The mayor is expected to discuss the city-sponsored development team analyzing an arena project and promote a grass-roots fan campaign that began this week.
Developer David Taylor and arena builder ICON Venue Group are moving forward on their city-backed financial feasibility study for a new arena in town. That work will press ahead, regardless of whether the Kings leave for Anaheim.
A report from Taylor and ICON is expected in late May.
Meanwhile, the "Here We Build" campaign has pledges totaling more than $200,000, supporters said Thursday. The money has not been collected yet, but if it is, supporters said it could be used to purchase commemorative bricks outside a new facility or to shore up ticket sales for Kings games next season if there is a next season.
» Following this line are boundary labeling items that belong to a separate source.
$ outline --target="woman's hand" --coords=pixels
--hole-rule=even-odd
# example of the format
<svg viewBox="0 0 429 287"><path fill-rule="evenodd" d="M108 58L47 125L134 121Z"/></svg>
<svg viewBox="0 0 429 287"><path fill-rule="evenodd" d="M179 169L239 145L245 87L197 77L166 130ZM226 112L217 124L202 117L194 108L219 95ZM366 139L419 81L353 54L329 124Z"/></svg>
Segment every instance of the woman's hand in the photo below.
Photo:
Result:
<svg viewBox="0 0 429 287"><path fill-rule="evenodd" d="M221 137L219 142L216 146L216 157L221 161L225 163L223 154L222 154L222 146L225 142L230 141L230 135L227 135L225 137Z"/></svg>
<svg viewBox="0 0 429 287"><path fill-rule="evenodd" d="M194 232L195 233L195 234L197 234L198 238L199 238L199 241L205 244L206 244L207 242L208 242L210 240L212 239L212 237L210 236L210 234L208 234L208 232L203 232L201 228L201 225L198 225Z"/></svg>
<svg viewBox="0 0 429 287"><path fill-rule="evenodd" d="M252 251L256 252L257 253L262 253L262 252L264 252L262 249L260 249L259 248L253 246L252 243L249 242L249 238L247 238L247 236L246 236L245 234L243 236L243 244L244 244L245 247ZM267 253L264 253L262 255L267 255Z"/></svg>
"This is an outlet for Kings fans to finally let their voices be heard and tell city officials and local leaders they have failed," said sports radio personality Carmichael Dave, who launched the effort minutes after the Anaheim City Council voted Tuesday to sell $75 million in bonds to pay Kings relocation expenses and to fund improvements to Honda Center, the team's presumed future home arena.
And should the Kings decide to leave for Anaheim, supporters hope the effort will show the NBA that Sacramento's fan base can support another team.
"I would like for us to go out with a roar rather than a whimper," Dave said.
In addressing the league's owners, Johnson is following the advice of former Charlotte Mayor Pat McCrory.
The NBA's Hornets left Charlotte for New Orleans in 2002. The following January, the NBA agreed to grant Charlotte an expansion team the Bobcats who began play in the 2004/05 season.
Johnson spoke recently with McCrory, who had also lobbied the league's board of governors. McCrory's advice to Johnson: convince the owners that your city is serious about building a new arena and that you're confident an ownership group will emerge for a new team.
The Bobcats' downtown arena, Time Warner Cable Arena, opened in 2005. A hotel and leisure tax, along with significant private investment, helped fund the estimated $260 million cost.
While Sacramento is working on its arena study, no serious discussions have taken place over finding a new ownership team here, if the Kings leave.